TEST_F(TestDefaultStateMachine, base_lifecycle_dtor_call_leads_to_segfault)
{
  auto test_node = std::make_shared<OnShutdownLifecycleNode>("testnode");

  // A segfault will occur because the subclass is destroyed before the base class
  // triggers the `shutdown` transition, which calls `my_shutdown` and tries to access
  // deallocated memory.
  test_node.reset();
}

Expected behavior

No segfaults on node destruction :)

Actual behavior

[==========] Running 2 tests from 1 test suite.
[----------] Global test environment set-up.
[----------] 2 tests from TestDefaultStateMachine
[ RUN      ] TestDefaultStateMachine.base_lifecycle_dtor_not_called
[INFO] [1717768442.004851820] [testnode]: OnShutdownLifecycleNode::my_shutdown called!
[INFO] [1717768442.004908374] [testnode]: OnShutdownLifecycleNode::my_shutdown | counter : 1
[       OK ] TestDefaultStateMachine.base_lifecycle_dtor_not_called (11 ms)
[ RUN      ] TestDefaultStateMachine.base_lifecycle_dtor_call_leads_to_segfault
[INFO] [1717768442.011931951] [testnode]: OnShutdownLifecycleNode::my_shutdown called!
Segmentation fault (core dumped)

Additional information

The issue started to happen after May 23rd Humble release. In this release, it has been introduced some logic to trigger the shutdown transition from rclcpp::Lifecycle destructor. This modification was later on reverted, but the revert was not backported to Humble's 16.0.9 and Iron's 21.06 although present in Jazzy's 28.1.2 release.

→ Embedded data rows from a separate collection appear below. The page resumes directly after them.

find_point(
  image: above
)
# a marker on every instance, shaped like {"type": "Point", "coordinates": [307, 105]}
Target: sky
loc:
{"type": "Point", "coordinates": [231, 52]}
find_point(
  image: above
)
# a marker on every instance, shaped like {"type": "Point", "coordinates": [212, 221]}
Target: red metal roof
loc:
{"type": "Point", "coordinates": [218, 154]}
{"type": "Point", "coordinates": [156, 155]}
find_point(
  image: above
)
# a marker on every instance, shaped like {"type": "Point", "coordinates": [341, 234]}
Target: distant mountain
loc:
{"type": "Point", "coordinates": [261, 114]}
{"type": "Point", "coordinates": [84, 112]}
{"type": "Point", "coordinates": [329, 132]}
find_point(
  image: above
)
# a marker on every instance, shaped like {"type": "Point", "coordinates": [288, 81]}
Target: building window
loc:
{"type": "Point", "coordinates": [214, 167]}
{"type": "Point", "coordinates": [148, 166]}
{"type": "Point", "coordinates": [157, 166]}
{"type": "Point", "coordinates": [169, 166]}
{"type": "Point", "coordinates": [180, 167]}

Triggering the shutdown transition from the base class destructor will eventually call the a user-registered on_shutdown callback at the derived class. As the subclass destructor is called before the base class', this leads to undesired behavior of calling functions of an already-destructed object, which may lead to segmentation faults.

Feature request

If the decision to trigger a shutdown transition from the node destructor is kept, shouldn't there be an API at rclcpp::Lifecycle to unregister a shutdown callback the user has initially registered?

@gabrielfpacheco thanks for creating issue. at a glance, i think we should remove all callbacks registered in the destructor since shutdown in the destructor is not user call. but there may be something more that i miss, i will try to allocate time to address this.

@fujitatomoya Could you please elaborate on what drove the decision for the call to shutdown from the base class dtor? Since the callback from the base interface doesn't do anything and the base class can't call callbacks from subclasses, what were you guys trying to achieve with this change?

@fujitatomoya Could you please elaborate on what drove the decision for the call to shutdown from the base class dtor? Since the callback from the base interface doesn't do anything and the base class can't call callbacks from subclasses, what were you guys trying to achieve with this change?

Subscribers to the node lifecycle state are notified of the shutdown event. Helpful for applications managing node state or for reporting to the user. That's about it, since as you point out, the subclass on_shutdown cannot be called from the base dtor.

Thanks for the info. Unfortunately, I think it creates more problems than it solves though.

Thanks for the info. Unfortunately, I think it creates more problems than it solves though.

Yes, it's error prone and hard to make assumptions when the register_on_shutdown method in the lifecycle class is public. Can't say I understand that design choice.

see #2520 (comment), all related to PRs are rolled back and merged.

i will go ahead to close this issue, feel free to reopen if i miss anything.